Он вытаращил глаза, стараясь угадать, что кроется за враждебным выражением ее лица. Потом сказал:

– Ну что ж. Может быть, вы и не из того теста, что Маргарет, и будете только рады превратиться в предмет обстановки, стать еще одной служанкой в доме старого дьявола, чем-то вроде марионетки, которая станет плясать, когда он дергает за ниточки. Хотя… я не думаю. У прелестной кошечки есть коготки.

Корделия спросила:

– Могу я предложить вам еще чаю, мистер Мэссингтон?

– Спасибо.

Они в молчании пили чай.

– Вообще-то я приехал справиться, не нашелся ли бювар Маргарет, в котором она хранила некоторые семейные документы.

– К сожалению, мне неизвестно. Пойду спрошу тетю Тиш.

– Не беспокойтесь, пожалуйста. Я заеду в другой раз.

– Как только бювар найдется, вам его сразу вышлют.

– Вижу, у юной леди высоко развито чувство собственного достоинства.

– А вы ожидали другого?

– Постойте. Как долго вы замужем – два месяца? Да, пожалуй, не ожидал. У вас есть братья и сестры?

– Да.

– Вы их любите?

– Конечно.

– Представьте себе, что одна из ваших сестер вышла замуж, была несчастлива, жила не в ладах со свекром и постепенно превратилась в тень мужа, а потом начала чахнуть и умерла, – вам бы это понравилось?

– Разумеется, нет.

– Мир – скверное место, знаете ли.

Корделия подумала и спросила:

– Вы женаты, мистер Мэссингтон?

– Нет.

– Теперь представьте, что женаты и обожаете свою жену, счастливы с ней. И вдруг является некто и говорит то же, что вы мне. Вы бы обиделись?

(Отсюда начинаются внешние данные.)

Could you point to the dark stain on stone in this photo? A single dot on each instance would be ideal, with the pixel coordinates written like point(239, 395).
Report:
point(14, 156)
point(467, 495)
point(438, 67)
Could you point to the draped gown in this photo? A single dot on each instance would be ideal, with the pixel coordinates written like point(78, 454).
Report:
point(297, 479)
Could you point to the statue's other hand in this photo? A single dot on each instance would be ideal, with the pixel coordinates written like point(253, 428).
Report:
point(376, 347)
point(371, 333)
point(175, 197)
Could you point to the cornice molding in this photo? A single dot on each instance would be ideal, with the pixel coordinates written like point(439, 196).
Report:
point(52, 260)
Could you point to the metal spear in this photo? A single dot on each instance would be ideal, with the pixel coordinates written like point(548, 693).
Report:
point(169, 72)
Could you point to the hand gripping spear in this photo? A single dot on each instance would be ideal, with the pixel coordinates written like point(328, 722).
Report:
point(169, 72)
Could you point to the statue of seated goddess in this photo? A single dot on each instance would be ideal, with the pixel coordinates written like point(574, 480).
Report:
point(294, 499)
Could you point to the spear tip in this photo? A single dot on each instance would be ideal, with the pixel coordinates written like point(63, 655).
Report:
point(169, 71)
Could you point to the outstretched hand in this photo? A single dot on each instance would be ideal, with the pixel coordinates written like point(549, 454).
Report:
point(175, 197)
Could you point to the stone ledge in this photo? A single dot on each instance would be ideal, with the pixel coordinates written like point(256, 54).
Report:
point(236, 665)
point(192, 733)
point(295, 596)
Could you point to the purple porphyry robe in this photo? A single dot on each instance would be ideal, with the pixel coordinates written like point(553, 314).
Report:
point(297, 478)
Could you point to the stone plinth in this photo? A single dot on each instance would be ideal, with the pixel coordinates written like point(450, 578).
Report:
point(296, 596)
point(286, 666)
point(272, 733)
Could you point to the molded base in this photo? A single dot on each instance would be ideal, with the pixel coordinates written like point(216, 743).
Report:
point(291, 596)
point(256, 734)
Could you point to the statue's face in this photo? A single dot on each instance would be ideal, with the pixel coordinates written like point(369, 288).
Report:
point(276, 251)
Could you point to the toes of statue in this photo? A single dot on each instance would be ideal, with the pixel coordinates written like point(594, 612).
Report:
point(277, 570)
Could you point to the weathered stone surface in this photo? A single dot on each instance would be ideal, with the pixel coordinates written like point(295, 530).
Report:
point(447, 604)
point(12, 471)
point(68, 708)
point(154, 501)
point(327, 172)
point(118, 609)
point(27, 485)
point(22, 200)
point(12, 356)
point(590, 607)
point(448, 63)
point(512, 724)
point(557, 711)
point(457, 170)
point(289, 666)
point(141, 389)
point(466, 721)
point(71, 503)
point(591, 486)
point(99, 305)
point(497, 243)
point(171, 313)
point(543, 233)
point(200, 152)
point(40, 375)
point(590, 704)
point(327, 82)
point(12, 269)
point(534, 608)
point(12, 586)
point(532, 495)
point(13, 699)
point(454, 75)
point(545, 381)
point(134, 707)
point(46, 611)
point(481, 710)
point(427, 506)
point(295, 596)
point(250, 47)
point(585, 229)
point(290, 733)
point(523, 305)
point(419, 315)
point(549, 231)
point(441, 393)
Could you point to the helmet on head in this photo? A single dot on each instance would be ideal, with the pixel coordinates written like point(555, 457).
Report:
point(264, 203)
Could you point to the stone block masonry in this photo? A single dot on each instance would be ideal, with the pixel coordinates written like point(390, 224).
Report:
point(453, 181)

– Нет – если бы это была правда.

– Откуда мне знать, что вы говорите правду?

– Понимаю, – протянул Мэссингтон. – Но вы сами во всем убедитесь. Леопард не меняет своих пятен. Это относится и к Фредерику, и к бесценному Бруку.

Конец чайной церемонии прошел в молчании. Наконец гость поднялся на ноги.

– Благодарю вас, кузина, за приятно проведенное время. Кажется, мы что-то вроде родственников?

– Не думаю.

– Оно и к лучшему. – Он улыбнулся и еще раз окинул ее оценивающим взглядом. – Не забудьте, элементарный этикет требует отдавать визиты.

– Благодарю вас. Я редко выезжаю одна.

– Я в этом уверен. С таким-то свекром! Не то чтобы он намеренно лишал вас удовольствия, просто он не выносит ничего такого, в чем сам не принимает участия. Ему не приходит в голову, что обитатели Гроув-Холла могут иметь свою жизнь.